Geçen yılın aynı döneminde ülkeden 2 bin 35 ton çay ihraç edilerek 8 milyon 309 bin 185 dolar kazanılmıştı. Böylece, çay ihracatı geçen yılın aynı dönemine göre miktar bakımından yüzde 52, değer bakımından yüzde 30 arttı.
Çay ihracatında 4 milyon 499 bin 382 dolarla Belçika ilk sırada yer aldı. Bu ülkeyi 1 milyon 457 bin 974 dolarla Almanya, 1 milyon 70 bin 201 dolarla KKTC izledi.
BÖLGE İHRACATI YÜZDE 44 ARTTI
Doğu Karadeniz’den ise yılın ocak-eylül döneminde 23 ülkeye 2 bin 170 ton çay ihraç edilerek, karşılığında 6 milyon 158 bin 440 dolar kazanç sağlandı.
Bölgeden geçen yılın aynı döneminde bin 343 ton çay ihracatı yapılmış, 4 milyon 276 bin 598 dolar gelir elde edilmişti. Böylece, söz konusu dönemde bölgeden yapılan çay ihracatı da geçen yılın aynı dönemine göre miktar bazında yüzde 62, değer bazında yüzde 44 artış gösterdi.
Doğu Karadeniz’den yapılan ihracatta da 4 milyon 456 bin 24 dolarla Belçika ilk sırada yer aldı. Belçika’yı 364 bin 895 dolarla KKTC, 353 bin 184 dolarla ABD takip etti.
“ÜLKE ÇEŞİTLİLİĞİNDEKİ ARTIŞ SEVİNDİRİCİ”
DKİB Yönetim Kurulu Başkan Yardımcısı ve Çay Sektör Komitesi Başkanı Şaban Turgut, AA muhabirine yaptığı açıklamada, çay ihracatında ülke çeşitliliğinin her geçen yıl arttığını, bunun sevindirici olduğunu söyledi.
Türk çayının yurt dışı pazarlarda bilinilirliğinin artmasında ÇAYKUR’un uluslararası gıda fuarlarına katılarak tanıtım yapmasının etkili olduğunu ifade eden Turgut, tanıtıma daha fazla önem verilmesi gerektiğini belirtti. Turgut, “Özel sektör markalarımızın da dünyanın önde gelen gıda fuarlarına katılım sağlayarak tanıtım yapmalarıyla çay ihracatımız daha üst rakamlara ulaşacaktır.” dedi.
Ülkelerin damak tadına uygun ürün üretilmesinin de önemli olduğunu dile getiren Turgut, “Her ülkenin damak tadı ve ambalaj tercihlerine göre inovatif ürünler geliştirmek ve üretmek gerekiyor. Bu konuya da çok önem verilmesi ve geç kalınmadan gerekli çalışmaların yapılması önemli.” diye konuştu.
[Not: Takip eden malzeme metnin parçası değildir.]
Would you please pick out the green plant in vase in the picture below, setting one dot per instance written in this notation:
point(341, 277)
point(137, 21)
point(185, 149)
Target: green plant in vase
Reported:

Turgut, yenilikçi ürünler geliştirilmesi konusunda firmalara, üniversitelerle iş birliği yapmalarını, Sanayi ve Teknoloji Bakanlığı ve TÜBİTAK’ın hibe fonlarından yeterli düzeyde yararlanmalarını ve Ar-Ge birimleri kurmalarını önerdi.